Configuring Sentinel
The Redis source distribution contains a file called sentinel.conf
that is self-documented example configuration file you can use to configure Sentinel.
A typical minimal configuration file looks like:
# sentinels is required to determine the 'mymaster' server is failed and start failover process
# * please refer to the section below for more details
sentinel monitor mymaster 127.0.0.1 6379 2
# the time in millisecons an instance does not response to be treated as down server
sentinel down-after-milliseconds mymaster 60000
sentinel failover-timeout mymaster 180000
# sets the number of replicas that can be reconfigured to use the new master after a failover at the same time
sentinel parallel-syncs mymaster 1
sentinel monitor resque 192.168.1.3 6380 4
sentinel down-after-milliseconds resque 10000
sentinel failover-timeout resque 180000
sentinel parallel-syncs resque 5
The example configuration above monitors 2 sets of Redis instances, each composed of a master and an undefined number of replicas. One set of instances is called mymaster, and the other resque.
Noitce that you only need to specify the masters to monitor, giving to each separated master a different name.
There is no need to specify replicas, which are auto-discovered. Sentinel will update the configuration automatically with additional information about replicas in order to retain the inforation in case of restart.
The meaning of the
sentinel monitor
statements:sentinel monitor <master-group-name> <ip> <port> <quorum> # sentinel monitor mymaster 127.0.0.1 6379 2
This line tell Redis to monitor a master called mymaster, that is at address 127.0.0.1 and port 6379, with a quorum of 2.
The quorum is the number of Sentinels that need to agree about the fact the master is down and to start a failover procedure afterwards if possible.

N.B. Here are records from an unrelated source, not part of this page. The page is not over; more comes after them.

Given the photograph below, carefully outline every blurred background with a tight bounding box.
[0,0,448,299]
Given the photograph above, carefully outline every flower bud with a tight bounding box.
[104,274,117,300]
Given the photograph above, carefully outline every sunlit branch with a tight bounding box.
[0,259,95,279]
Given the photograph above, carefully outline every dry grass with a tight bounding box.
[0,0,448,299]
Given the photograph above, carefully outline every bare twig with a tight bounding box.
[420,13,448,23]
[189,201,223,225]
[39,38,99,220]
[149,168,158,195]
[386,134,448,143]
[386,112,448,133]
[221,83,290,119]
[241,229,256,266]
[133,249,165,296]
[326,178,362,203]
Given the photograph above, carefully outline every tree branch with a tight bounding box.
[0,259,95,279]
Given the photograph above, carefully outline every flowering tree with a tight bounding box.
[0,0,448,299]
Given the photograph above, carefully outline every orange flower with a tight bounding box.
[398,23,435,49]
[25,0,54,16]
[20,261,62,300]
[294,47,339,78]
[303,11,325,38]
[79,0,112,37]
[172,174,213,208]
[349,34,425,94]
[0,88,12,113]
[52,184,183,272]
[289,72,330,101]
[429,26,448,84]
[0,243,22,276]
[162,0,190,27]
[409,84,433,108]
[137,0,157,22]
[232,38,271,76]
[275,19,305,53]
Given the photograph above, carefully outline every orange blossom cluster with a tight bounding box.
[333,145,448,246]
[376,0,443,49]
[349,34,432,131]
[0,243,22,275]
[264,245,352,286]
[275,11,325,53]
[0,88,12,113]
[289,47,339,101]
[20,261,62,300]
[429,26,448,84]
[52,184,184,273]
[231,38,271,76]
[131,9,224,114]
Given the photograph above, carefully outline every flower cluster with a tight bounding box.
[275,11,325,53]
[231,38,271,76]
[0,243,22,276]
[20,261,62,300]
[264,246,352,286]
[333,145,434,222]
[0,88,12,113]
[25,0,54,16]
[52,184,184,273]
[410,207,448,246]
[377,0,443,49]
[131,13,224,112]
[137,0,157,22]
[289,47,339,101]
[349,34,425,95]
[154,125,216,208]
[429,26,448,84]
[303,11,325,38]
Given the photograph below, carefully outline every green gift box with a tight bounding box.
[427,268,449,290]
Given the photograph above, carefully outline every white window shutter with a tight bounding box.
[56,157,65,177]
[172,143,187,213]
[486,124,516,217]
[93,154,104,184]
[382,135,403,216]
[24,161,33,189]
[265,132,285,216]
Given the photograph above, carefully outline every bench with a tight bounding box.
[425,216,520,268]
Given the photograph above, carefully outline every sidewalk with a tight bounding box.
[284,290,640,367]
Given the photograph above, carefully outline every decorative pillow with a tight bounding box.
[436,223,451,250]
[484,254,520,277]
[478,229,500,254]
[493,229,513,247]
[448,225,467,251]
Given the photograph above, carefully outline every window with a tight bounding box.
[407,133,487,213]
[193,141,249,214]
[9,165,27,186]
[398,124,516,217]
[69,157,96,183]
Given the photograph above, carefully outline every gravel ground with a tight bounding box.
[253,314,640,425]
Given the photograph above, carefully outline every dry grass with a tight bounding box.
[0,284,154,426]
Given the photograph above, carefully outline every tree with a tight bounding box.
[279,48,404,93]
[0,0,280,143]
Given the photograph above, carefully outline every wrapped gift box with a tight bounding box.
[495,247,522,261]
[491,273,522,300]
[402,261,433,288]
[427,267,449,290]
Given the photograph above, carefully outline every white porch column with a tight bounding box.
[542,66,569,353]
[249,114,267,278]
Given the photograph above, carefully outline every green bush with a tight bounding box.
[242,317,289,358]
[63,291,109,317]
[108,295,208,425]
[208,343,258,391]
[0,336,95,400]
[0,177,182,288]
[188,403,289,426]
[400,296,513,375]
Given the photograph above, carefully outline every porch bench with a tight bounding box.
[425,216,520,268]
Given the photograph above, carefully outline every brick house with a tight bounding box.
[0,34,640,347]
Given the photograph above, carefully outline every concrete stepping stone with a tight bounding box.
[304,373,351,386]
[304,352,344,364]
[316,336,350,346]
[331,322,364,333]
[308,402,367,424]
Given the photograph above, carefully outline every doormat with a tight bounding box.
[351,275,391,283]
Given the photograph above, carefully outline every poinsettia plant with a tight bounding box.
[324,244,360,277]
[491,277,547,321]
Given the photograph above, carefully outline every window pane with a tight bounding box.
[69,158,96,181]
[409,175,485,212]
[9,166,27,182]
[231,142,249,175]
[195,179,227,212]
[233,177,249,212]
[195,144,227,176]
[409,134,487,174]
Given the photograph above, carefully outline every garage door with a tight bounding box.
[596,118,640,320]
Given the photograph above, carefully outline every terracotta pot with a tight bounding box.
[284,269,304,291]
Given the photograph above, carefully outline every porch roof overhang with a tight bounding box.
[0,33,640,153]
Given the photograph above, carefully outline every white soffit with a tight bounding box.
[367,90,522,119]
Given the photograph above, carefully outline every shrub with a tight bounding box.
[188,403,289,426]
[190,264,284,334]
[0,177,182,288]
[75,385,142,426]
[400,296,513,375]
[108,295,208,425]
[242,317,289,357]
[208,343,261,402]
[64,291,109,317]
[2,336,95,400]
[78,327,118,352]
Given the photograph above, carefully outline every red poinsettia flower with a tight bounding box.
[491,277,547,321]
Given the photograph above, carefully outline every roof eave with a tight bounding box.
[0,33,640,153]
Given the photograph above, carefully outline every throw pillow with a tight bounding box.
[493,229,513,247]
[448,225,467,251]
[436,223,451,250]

The quorum is only used to detect the failure.
The failover procedure
So, in this case, if you have 5 Sentinel process, and the quorum for a given master set to the value of 2:
- If 2 Sentinels agreee at the same time about the master being unreachable, 1 of them will try to start a failover.
- If there are at least 3 Sentinels are reachable, the failover will be autorized and will actually start.
This means during failures Sentinel never starts a filover if the majority of Sentinel porcesses are unable to talk.
Running Sentinel
It is mandatory to use a configuration file when running Sentinel.
- To run Sentinel service with
redis-server
executable:
$ redis-server /path/to/your/sentinel.conf --sentinel
# check the information of the Sentinel server
$ redis-cli -h localhost -p 26379 info
Sentinels by default run listening for connections to TCP port 26379, so port 26379 of your servers must be open to receive connections from the IP address of the other Sentinel instances.
Otherwise Sentinels could neither talk to each other nor make agreement about what to do, hence failover will never be performed.
Fundamental things to know about Sentinel before deploying
- There must have at least 3 Sentinel instances for a robust deployment.
- The 3 Sentinel instances should be placed into computers or virtual machines that are believed to fail in an independent way, e.g. different physical servers or Virtual Machines executed on different availability zones.
- Sentinel + Redis distributed system does not guarantee that acknowledged writes are retained during failures, since Redis uses asynchronous replication.
- Needed Sentinel support in client side.
- There is no HA (High Availability) setup which is safe if you didn’t test from time to time in development environments.
- Sentinel, Docker, or other forms of Network Address Translation or Port Mapping should be mixed with care.